If I cannot make fun of a dead man, then who, exactly, is left for me to mock?
If ridicule is reserved only for the living, for the warm and oxygenated, then what are we to do with those who once laughed, once sulked, once slammed cabinet doors, cried in on the shower floor, and said ridiculous things in the kitchen at 8:14 p.m.?
What special immunity does death confer, that life did not?

Perhaps you worry he will haunt me for it.
I can only hope.

There are days I think I would welcome a haunting—some small, petulant disturbance in the night, some evidence that he is still, in some infuriating way, available to me. A door shifting on its hinge. A lamp flickering.
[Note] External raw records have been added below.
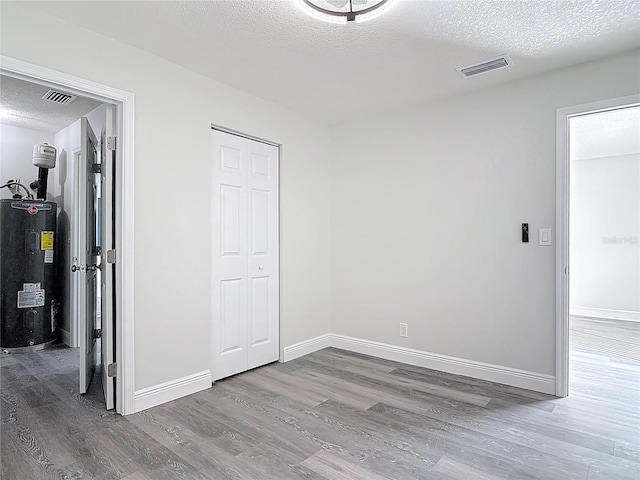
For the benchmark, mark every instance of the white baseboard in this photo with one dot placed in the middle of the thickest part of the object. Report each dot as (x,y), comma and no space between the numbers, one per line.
(306,347)
(485,371)
(604,313)
(168,391)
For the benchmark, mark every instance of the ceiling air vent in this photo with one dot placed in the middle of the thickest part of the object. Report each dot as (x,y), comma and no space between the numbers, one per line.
(60,98)
(485,66)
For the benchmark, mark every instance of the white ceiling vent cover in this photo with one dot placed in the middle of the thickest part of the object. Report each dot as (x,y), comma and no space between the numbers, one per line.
(60,98)
(485,66)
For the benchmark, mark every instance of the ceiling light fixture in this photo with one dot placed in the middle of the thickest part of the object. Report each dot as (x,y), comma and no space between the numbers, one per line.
(343,11)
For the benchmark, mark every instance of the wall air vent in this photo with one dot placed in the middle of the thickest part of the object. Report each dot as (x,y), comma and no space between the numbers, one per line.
(60,98)
(485,66)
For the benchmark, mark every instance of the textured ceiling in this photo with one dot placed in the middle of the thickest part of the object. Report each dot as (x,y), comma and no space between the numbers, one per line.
(272,49)
(21,105)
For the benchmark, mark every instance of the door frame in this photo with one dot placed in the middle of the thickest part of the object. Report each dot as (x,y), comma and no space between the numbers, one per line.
(562,226)
(124,223)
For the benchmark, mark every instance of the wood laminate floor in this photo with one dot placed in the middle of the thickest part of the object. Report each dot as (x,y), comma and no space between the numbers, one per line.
(329,415)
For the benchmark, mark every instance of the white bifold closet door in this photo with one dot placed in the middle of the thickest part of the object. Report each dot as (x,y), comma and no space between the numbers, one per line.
(245,310)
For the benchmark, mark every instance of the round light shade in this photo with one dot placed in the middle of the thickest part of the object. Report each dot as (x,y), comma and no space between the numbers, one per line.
(341,11)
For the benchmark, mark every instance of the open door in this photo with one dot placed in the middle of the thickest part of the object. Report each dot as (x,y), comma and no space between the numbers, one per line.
(86,255)
(107,260)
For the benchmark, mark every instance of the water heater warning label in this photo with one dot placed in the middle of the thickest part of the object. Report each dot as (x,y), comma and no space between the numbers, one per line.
(46,240)
(30,298)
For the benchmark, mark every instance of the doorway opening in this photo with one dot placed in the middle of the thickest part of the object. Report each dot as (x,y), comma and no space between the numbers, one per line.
(86,188)
(598,255)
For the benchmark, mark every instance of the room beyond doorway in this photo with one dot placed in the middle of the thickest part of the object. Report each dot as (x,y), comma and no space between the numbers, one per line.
(604,252)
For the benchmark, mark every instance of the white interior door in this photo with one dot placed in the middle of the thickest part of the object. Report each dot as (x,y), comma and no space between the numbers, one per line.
(263,284)
(107,243)
(245,287)
(85,259)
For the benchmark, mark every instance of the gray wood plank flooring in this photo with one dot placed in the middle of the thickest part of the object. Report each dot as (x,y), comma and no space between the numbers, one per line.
(329,415)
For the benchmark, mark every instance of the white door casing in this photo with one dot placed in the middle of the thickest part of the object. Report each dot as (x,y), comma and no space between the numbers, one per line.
(107,269)
(85,255)
(245,276)
(562,227)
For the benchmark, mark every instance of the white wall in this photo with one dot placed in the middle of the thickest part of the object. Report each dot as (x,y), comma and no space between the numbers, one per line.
(605,226)
(173,185)
(427,204)
(16,155)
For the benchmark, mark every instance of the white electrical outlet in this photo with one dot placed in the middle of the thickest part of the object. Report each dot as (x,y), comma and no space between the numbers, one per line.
(404,330)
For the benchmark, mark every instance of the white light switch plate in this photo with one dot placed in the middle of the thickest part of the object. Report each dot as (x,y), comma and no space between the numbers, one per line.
(544,236)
The sudden feeling of being watched while I say, to an empty room, You always were a drama queen.

If I am honest, there are moments I miss him in precisely this register.
Not in the grand, cinematic ways grief is supposed to announce itself, but in the stupid, ordinary way of missing his annoying habits, his predictable indignations, the particular shape his face took when he was offended by something that was, almost always, true.
I miss making fun of him to his face.
I miss making fun of him behind his back.
I miss the way he would pretend not to enjoy the attention of being known that well.

And if your objection is that the dead cannot defend themselves, I would gently remind you that he was never especially gifted at defense in the first place.
Besides, what is haunting if not rebuttal?
What is a ghost, if not someone still refusing to let the conversation end?
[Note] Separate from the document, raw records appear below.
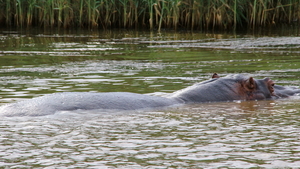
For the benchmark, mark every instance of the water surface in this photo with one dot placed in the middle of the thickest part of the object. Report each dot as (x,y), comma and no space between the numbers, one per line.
(263,134)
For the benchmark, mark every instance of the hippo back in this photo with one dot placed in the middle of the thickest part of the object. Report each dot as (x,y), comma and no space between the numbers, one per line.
(216,89)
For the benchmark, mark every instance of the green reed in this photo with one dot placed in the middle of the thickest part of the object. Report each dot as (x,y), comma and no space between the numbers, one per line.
(151,14)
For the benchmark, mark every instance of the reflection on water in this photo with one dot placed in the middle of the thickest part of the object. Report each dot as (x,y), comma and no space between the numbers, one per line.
(262,134)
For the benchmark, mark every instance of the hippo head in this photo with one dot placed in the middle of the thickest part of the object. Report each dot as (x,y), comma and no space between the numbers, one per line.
(233,87)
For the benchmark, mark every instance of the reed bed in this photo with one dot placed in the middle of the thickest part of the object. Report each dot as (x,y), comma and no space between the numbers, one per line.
(151,14)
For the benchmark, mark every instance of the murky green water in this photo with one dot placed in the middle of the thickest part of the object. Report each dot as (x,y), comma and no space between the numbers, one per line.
(234,135)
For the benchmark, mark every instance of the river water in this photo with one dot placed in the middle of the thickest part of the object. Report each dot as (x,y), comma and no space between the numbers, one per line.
(240,134)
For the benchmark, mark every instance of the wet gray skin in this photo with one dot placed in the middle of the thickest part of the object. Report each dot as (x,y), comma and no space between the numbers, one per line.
(217,89)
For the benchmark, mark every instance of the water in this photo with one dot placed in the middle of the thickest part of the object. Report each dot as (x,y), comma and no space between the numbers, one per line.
(254,134)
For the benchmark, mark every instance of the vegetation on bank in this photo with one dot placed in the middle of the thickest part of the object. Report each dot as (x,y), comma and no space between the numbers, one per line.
(151,14)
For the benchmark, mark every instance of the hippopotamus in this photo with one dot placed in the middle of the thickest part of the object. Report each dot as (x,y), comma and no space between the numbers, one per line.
(217,89)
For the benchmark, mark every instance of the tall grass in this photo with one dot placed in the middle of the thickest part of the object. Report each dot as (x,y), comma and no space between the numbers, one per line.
(151,14)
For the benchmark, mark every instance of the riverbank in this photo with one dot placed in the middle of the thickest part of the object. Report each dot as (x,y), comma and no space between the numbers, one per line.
(149,14)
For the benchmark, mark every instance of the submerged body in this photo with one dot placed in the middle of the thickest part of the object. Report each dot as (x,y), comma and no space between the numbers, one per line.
(229,88)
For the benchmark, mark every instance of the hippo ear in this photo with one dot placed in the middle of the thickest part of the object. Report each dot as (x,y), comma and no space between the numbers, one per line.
(270,85)
(250,83)
(215,75)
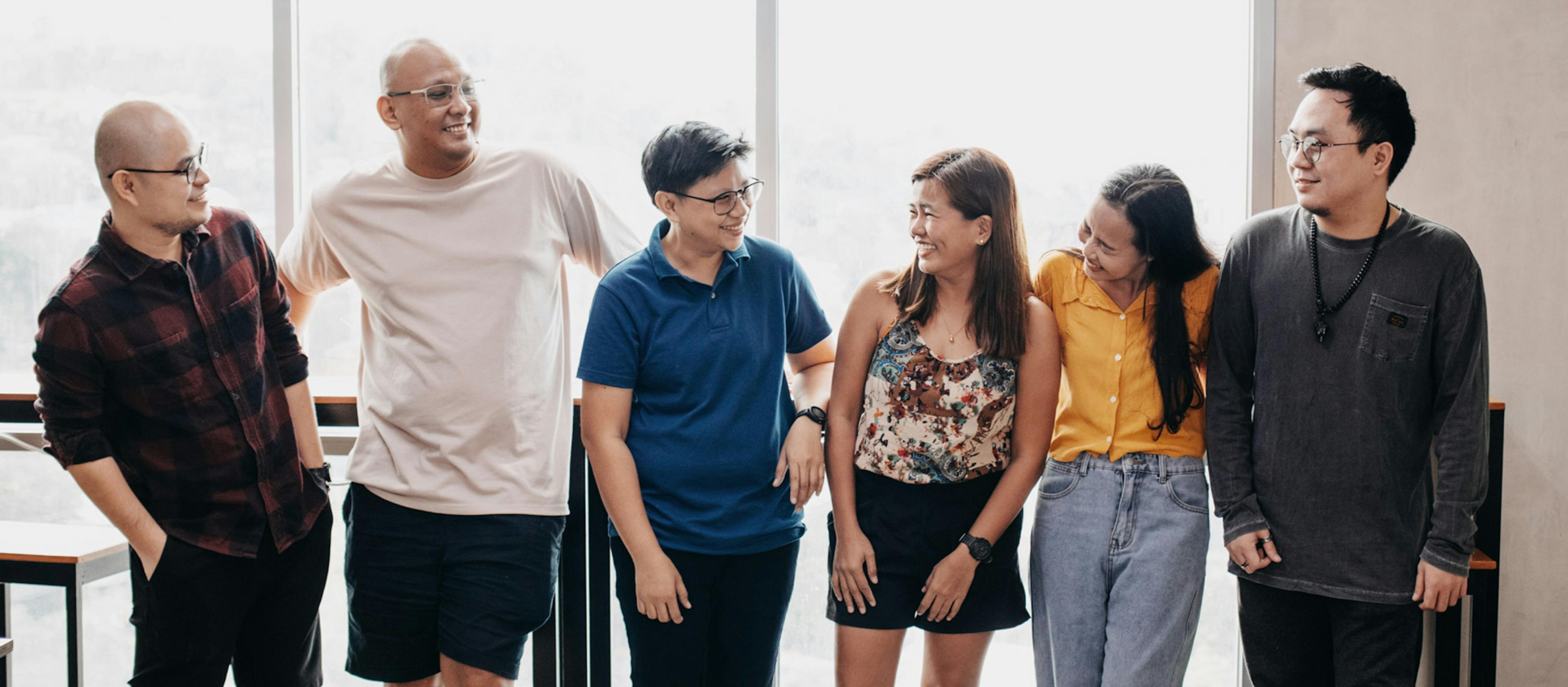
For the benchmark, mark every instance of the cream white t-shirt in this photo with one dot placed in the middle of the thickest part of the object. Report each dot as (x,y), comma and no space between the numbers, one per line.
(465,396)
Because this, too, is how love works.
Not only in tenderness, not only in reverence, but in teasing, in laughter, in the exquisite familiarity of knowing exactly where another person is soft. We learn each other’s weak seams, the little unguarded places beneath the armor, and—if we are lucky, if we are close enough—we press there gently, sometimes not so gently, just to feel the proof of life beneath it.

To love someone is, in part, to know where they are ridiculous.
To love someone well is to know it with and without cruelty.
To be loved well is to be seen in your absurdity and missed anyway.

So why should death make saints of the people who never were?
Why should it sand down all their foolish edges,
bleach them into solemnity,
make them too sacred to laugh at?

If I loved him in life by joking with him, by needling him, by rolling my eyes and laughing at the exact same flaws I once secretly found endearing, then perhaps the truest way to keep loving him now is not silence, but continuation.

Not canonization.
Not polite grief.
Not the false dignity of pretending he was better, smoother, kinder, or less ridiculous than he really was.

No—let me love him as he was.
Annoying. Stupid. Defenseless. Awful. Rude. Selfish. Pouting.
A man I would marry and divorce, and possibly be stupid enough to do it again.

Shouldn’t death, if it means anything at all, at least permit us the mercy of honesty?
And shouldn’t love, if it is real, survive even that?